Welcome to another newsletter from A Way with Words.

This past weekend we gave another airing to our episode about crossword puzzles. This is the one in which we talked about whether it should be "driver license," "drivers' license," or "driver's license," and the pronunciation of "route."

Hear it here:

http://waywordradio.org/cruciverbalists/

This week's special treat is a minicast about how to address an envelope to a married couple. If you've got modern sensibilities, it's not easy. Shouldn't we also include the woman's first name?

Listen here:

http://waywordradio.org/envelope/

We've been answering a lot more mail.

Sandy writes, "My sisters and I are in a disagreement about the proper way to say that someone has graduated from college or high school. I believe the proper way is to say 'She graduated from college' or 'She graduated from high school.' They both say 'She graduated college' and 'She graduated high school.'"

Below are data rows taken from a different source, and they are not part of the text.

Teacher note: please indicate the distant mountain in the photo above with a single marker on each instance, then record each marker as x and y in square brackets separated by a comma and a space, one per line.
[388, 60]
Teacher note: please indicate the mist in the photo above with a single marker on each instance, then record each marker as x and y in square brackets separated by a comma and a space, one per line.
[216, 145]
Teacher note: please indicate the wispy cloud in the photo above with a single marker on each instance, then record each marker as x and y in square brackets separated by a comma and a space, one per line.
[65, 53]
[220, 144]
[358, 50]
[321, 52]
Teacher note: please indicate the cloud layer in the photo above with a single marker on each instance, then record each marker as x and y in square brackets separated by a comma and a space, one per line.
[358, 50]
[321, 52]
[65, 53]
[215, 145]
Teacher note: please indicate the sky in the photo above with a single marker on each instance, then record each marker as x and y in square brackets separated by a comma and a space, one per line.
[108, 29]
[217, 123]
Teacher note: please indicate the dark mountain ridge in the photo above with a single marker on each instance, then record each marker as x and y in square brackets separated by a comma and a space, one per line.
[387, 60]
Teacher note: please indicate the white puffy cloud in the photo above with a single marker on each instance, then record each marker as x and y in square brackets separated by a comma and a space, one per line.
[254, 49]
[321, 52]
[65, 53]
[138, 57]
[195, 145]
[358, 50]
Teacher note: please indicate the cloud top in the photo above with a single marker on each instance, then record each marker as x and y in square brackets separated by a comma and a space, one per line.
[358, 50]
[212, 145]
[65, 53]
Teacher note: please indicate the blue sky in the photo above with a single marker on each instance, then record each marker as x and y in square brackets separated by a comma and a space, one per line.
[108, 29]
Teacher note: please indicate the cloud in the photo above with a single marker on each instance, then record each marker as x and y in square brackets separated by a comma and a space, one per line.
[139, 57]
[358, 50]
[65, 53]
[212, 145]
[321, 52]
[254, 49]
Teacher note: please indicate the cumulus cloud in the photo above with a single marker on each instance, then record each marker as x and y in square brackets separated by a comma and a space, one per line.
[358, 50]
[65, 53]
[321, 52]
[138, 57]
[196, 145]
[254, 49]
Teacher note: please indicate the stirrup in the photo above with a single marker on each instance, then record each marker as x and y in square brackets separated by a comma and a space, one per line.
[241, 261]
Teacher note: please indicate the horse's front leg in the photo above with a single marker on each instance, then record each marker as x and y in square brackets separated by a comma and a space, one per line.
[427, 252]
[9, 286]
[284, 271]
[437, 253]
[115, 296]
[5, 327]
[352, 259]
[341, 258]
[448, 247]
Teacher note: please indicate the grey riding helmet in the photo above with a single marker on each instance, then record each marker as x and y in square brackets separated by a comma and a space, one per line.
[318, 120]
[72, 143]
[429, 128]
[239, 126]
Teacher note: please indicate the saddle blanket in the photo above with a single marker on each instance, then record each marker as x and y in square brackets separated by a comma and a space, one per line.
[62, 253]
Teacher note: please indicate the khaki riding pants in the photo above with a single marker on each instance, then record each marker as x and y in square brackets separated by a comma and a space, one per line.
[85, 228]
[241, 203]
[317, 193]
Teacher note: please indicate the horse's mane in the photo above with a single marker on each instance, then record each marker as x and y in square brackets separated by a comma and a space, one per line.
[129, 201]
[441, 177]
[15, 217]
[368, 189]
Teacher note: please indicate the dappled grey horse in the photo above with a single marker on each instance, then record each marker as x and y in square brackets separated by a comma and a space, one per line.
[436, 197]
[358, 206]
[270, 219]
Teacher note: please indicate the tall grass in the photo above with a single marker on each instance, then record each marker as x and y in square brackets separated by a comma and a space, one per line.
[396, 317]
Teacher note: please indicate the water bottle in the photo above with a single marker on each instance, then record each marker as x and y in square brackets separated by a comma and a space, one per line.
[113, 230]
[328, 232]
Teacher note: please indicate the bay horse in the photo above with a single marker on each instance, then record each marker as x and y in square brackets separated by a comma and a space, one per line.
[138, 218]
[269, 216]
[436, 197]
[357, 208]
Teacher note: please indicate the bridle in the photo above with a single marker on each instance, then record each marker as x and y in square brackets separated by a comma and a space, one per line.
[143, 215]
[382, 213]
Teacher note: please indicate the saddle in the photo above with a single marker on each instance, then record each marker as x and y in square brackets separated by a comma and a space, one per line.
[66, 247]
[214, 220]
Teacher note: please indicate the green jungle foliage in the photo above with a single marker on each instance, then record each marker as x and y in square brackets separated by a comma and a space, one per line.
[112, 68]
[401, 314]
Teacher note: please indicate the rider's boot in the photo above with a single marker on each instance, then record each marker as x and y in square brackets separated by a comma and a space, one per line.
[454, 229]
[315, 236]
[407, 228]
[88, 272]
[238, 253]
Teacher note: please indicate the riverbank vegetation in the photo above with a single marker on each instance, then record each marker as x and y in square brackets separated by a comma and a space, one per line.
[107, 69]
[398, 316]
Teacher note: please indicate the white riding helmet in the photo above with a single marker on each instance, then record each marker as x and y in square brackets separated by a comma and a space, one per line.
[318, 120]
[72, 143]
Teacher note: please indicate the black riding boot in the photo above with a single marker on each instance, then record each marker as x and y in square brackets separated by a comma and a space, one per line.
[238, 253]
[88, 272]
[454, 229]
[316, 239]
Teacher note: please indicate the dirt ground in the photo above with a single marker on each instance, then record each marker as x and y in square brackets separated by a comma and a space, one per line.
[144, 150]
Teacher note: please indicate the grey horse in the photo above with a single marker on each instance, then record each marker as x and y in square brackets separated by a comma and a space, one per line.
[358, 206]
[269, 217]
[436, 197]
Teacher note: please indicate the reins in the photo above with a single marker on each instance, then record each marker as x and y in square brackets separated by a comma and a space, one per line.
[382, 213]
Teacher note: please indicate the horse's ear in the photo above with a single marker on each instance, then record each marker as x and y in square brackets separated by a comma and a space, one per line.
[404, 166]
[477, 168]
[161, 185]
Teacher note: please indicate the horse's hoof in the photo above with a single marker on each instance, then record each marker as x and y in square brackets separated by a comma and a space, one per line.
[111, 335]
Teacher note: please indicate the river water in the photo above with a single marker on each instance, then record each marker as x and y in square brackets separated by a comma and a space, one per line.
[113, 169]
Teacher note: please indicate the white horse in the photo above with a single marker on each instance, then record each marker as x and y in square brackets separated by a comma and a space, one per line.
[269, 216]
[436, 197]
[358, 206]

Sandy, in formal situations (such as in a public speech or a business email), the best form is "she graduated from college."

In informal speech (such as between friends, in grocery store chit-chat, or in an email to family) it is also fine to say "she graduated college" without the preposition.

Some people might say that one should only ever say "she *was* graduated from college." However, even the most conservative style guides pooh-pooh that transitive usage as outdated. It it best (and perhaps should only be) used in hyper-formal situations, such as speaking before the Nobel committee or in an obituary.

Ten-year-old Trenton from Wisconsin writes to ask what "whip my weight in wimps" means. We suppose there's some slang in there that might be a bit confusing.

"Whip" in this expression means "to beat or overcome someone in a physical fight." A wimp, of course, is a person with no athletic ability or muscle strength.

The phrase as a whole is a variation on the long-standing Americanism to describe a man who was so tough he could "whip his weight in wild cats," which dates to at least as early as 1845.

Using "wimps" instead of "wild cats" kind of turns the expression on its head, though, so someone who is said to be able to "whip his weight in wimps" isn't really that much of a fighter, is he?

Sarah in San Diego says, "I am writing about a phrase my dad used to say. When it was time for us to leave somewhere he would say 'Trunks and Tails!' I'm guessing it has something to do with elephants lining up holding the tail of the elephant in front of them with their trunk. Unfortunately my dad has passed away so I can't ask him but I would love to know where the phrase came from."

Yes, that's exactly it, Sarah. It brings to mind the circus parade, doesn't?

Though we suppose "trunks and tails" could also describe an intrepid traveler's suitcase: it contains clothing appropriate for swimming, a black-tie dinner, and everything in between.